We need us a pushover

Wow. Grover Norquist certainly has a low opinion of the GOP presidential field:

All we have to do is replace Obama. ...  We are not auditioning for fearless leader. We don't need a president to tell us in what direction to go. We know what direction to go. We want the Ryan budget. ... We just need a president to sign this stuff. We don't need someone to think it up or design it. The leadership now for the modern conservative movement for the next 20 years will be coming out of the House and the Senate.

Pick a Republican with enough working digits to handle a pen to become president of the United States. This is a change for Republicans: the House and Senate doing the work with the president signing bills. His job is to be captain of the team, to sign the legislation that has already been prepared.

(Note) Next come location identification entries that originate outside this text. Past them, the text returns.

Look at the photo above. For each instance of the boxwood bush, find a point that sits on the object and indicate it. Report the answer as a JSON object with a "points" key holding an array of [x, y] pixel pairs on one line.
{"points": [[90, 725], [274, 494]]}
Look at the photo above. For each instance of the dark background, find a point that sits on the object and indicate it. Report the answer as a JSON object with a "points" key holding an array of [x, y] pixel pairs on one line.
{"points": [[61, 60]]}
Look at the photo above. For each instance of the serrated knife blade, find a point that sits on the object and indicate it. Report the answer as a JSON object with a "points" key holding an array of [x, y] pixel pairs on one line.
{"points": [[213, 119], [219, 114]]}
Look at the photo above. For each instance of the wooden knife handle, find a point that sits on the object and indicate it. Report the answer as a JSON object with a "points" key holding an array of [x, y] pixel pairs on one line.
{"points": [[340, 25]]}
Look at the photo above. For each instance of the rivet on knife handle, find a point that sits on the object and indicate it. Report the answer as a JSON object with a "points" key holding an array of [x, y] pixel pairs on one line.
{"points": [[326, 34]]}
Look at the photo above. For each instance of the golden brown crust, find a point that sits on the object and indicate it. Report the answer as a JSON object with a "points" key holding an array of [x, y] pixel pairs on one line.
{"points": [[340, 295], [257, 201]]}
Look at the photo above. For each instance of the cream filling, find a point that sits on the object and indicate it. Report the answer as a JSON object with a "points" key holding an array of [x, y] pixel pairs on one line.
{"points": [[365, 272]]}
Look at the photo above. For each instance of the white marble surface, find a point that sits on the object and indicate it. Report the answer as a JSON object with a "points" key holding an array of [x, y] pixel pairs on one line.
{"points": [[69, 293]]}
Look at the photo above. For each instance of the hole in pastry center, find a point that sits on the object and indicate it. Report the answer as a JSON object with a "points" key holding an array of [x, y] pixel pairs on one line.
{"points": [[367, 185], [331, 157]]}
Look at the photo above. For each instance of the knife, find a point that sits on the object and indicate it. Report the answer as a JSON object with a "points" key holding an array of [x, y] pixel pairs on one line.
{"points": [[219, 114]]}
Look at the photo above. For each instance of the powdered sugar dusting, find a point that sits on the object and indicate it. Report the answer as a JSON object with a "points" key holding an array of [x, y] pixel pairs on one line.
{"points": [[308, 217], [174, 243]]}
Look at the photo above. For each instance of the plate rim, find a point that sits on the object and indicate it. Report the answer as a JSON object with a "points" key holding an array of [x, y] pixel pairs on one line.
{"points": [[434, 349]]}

Some of us could suffer a mild bout of cognitive dissonance if we thought about this too much. It's true that the power of the presidency has grown far beyond what was envisioned for the chief executive. It's also correct that a lot of the ills we suffer at the federal level, such as the unsustainable federal debt, orginated with Congress and will have to be corrected by Congress. But the thought of a truly weak president who will merely go along with congressional initiatives is a little unsettling. How safe will we be with such a milquetoast if push comes to shove on the international stage? And a strong leader could actually persuade Congress to act in more fiscally prudent fashion. That would require a leader with strong conservative principles, though, and, alas, Mr. Norquist is right about that -- the field is a little thin in that department.